(photo: the lad eating noodles in Changi airport, Singapore on the way to the UK)
Time and circumstance change one's perception of the same activity so much. A few years ago I considered long haul travel a real drag. The uncomfortable seats, the never ending nature of a night flight, counting down minutes from take off to landing, the lack of personal space when crammed hip to hip with someone for 13 hours whilst trying to doze or eat. I found the whole thing quite irritating and intrusive.
Last week I flew back to the UK for 2 weeks with my son and left the little twins here in NZ. Even before the flight I was excited at the prospect of spending 30 or so hours alone with the little chap. The experience lived up to my excitement. We chatted lots, held hands, read stories, watched TV, wrapped ourselves round each other to sleep, walked round the plane and looked out of the window at the clouds, tiny dots of light far below and cuddled and giggled together. I'll never forget either the journey to the UK or the one back for the golden opportunity to devote my full attention to one of my little chiddlers.

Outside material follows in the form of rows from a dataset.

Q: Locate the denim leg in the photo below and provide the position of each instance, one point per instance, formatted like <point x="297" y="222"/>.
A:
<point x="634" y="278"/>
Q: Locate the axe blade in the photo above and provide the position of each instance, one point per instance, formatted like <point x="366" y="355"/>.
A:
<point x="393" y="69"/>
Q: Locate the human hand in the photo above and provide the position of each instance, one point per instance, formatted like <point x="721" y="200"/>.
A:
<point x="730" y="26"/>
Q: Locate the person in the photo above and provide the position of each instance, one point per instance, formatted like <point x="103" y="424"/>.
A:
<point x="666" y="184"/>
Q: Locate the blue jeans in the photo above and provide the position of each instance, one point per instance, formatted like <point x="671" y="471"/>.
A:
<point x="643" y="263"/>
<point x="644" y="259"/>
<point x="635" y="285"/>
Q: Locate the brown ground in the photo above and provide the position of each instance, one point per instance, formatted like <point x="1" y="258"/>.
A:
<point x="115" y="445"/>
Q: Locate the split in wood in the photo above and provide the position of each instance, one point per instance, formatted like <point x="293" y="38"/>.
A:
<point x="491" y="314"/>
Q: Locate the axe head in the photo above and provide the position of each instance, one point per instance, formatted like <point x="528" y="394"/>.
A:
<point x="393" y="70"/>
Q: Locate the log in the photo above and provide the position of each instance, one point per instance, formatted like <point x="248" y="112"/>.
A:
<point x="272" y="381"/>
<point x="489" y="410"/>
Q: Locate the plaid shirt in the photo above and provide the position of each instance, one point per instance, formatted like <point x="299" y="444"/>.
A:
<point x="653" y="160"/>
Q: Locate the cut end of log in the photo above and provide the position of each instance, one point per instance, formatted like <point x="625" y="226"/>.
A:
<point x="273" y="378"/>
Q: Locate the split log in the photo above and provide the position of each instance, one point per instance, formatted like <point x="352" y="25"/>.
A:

There have been a few flights between those taken as an impatient single gal and the last one with the lad. I have flown backwards and forwards to the UK quite a bit over the last four years. Here are the combinations and permutations...
me and husband
me, husband and 8 week old son
me, husband and 1 year old son
me 15 weeks pregnant with twins and 21 month old son
me 30 weeks pregnant with twins and nearly 2 year old son
me, 9 month old twins and 2 and a half year old son
me, husband, 10 month old twins and 2 and a half year old son
me and 3 and half year old son
Needless to say travelling with three small children was pretty ghastly. I won't bore you with a blow by blow account of those harrowing hours but there was plenty of vomit involved, oxygen had to be administered, emptying of nappies containing matter worse than nuclear waste and all with the four of us crammed into three seats towards the back of the plane.
At the end of the journey to the UK ten glorious days in England with my parents unfolded before the lad and I. We had such a wonderful time and I am eternally grateful to my aunt, husband and mother in law who all took it in turns to look after the little twins so that the lad and I could surprise my mother for her 60th birthday. How lucky we are to live in an age where long distance travel is possible.